Causou bastante surpresa ao mercado, conforme relatos ouvidos por Teletime, a divulgação, pela Anatel, de uma nota evasiva sobre o uso de ferramentas de geolocalização dos usuários na rede. A nota da Anatel não assume posição sobre o tema, alertando apenas para a necessidade de estudos e embasamento jurídico. O posicionamento foi visto como combustível para aumentar a temperatura de uma discussão que já está bastante sensível no Ministério de Ciência, Tecnologia, Inovações e Comunicações, desde que o presidente Jair Bolsonaro determinou ao ministro Marcos Pontes colocar na geladeira parceria que havia sido anunciada no começo do mês com as teles. Iniciativa que conta com respaldo jurídico da Consultoria Jurídica do ministério, ligada à AGU, e da área técnica do MCTIC.

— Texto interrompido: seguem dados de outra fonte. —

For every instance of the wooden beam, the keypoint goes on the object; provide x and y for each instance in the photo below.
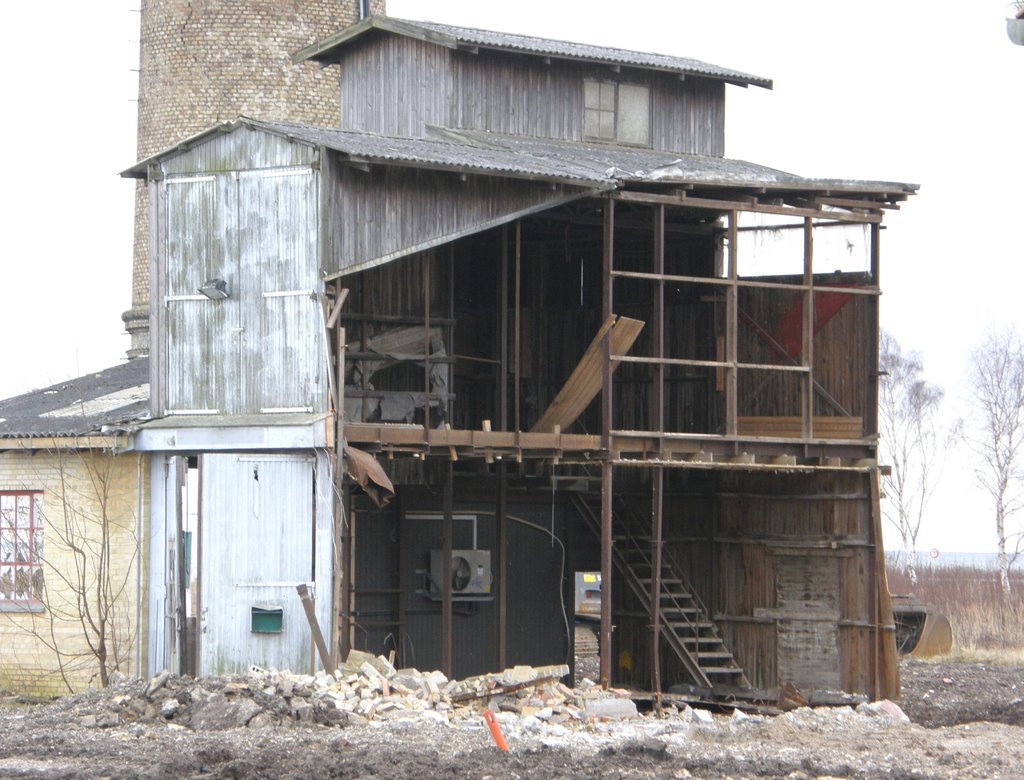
(731, 326)
(751, 205)
(607, 290)
(517, 328)
(604, 639)
(446, 530)
(339, 302)
(503, 333)
(851, 203)
(426, 340)
(591, 374)
(807, 401)
(871, 381)
(501, 565)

Segundo apurou Teletime, a preocupação da agência em publicar a nota foi a de alertar para o fato de que a Anatel não tem uma posição sobre o tema nem autoriza previamente esse tipo de tecnologia, ainda que reconheça o potencial das aplicações, e fazer um alerta institucional, uma admoestação no sentido de que se busque mais respaldo para esse tipo de iniciativa. A Anatel também teria ficado especialmente inconformada ao ter sido citada em reportagem do site The Intercept sobre o uso de dados pela Vivo, como tendo autorizado determinadas políticas de comercialização de dados da operadora, o que a agência nega. Por não ter um entendimento geral, a Anatel prefere apenas conjecturar sobre as implicações e riscos, à luz dos instrumentos legais definidos.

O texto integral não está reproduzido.